Ils prirent des chevaux et partirent pour Rueil.
Athos, sans s’en douter, avait donné à Aramis le meilleur conseil qui pût être suivi. Les députés du parlement venaient d’arriver à Rueil pour ces fameuses conférences qui devaient durer trois semaines et amener cette paix boiteuse à la suite de laquelle M. le Prince fut arrêté. Rueil était encombré, de la part des Parisiens, d’avocats, de présidents, de conseillers, de robins de toute espèce ; et enfin, de la part de la cour, de gentilshommes, d’officiers et de gardes ; il était donc facile, au milieu de cette confusion, de demeurer aussi inconnu qu’on désirait l’être.
D’ailleurs, les conférences avaient amené une trêve, et arrêter deux gentilshommes en ce moment, fussent-ils frondeurs au premier chef, c’était porter atteinte au droit des gens.

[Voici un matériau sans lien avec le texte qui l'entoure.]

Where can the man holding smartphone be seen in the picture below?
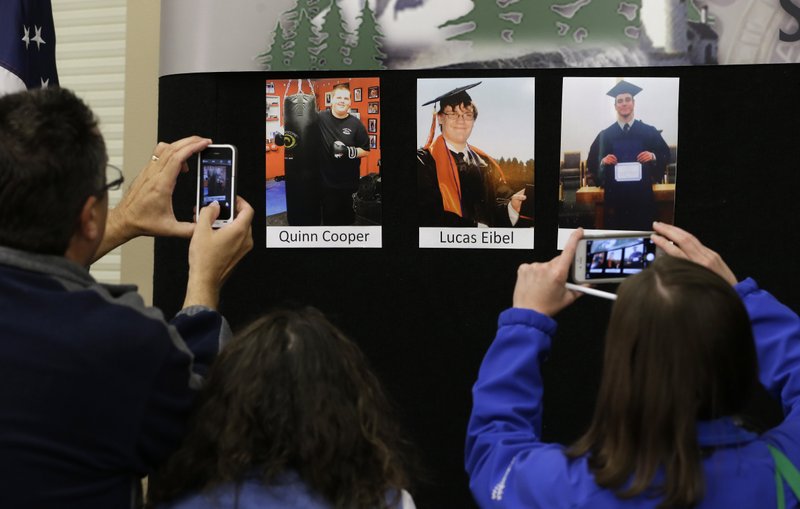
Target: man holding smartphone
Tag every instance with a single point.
(97, 386)
(626, 159)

Les deux amis croyaient tout le monde occupé de la pensée qui les tourmentait. Ils se mêlèrent aux groupes, croyant qu’ils entendraient dire quelque chose de d’Artagnan et de Porthos ; mais chacun n’était occupé que d’articles et d’amendements.
Athos opinait pour qu’on allât droit au ministre.
– Mon ami, objecta Aramis, ce que vous dites là est bien beau, mais, prenez-y garde, notre sécurité vient de notre obscurité. Si nous nous faisons connaître d’une façon ou d’une autre, nous irons immédiatement rejoindre nos amis dans quelque cul-de-basse-fosse d’où le diable ne nous tirera pas. Tâchons de ne pas les retrouver par accident, mais bien à notre fantaisie.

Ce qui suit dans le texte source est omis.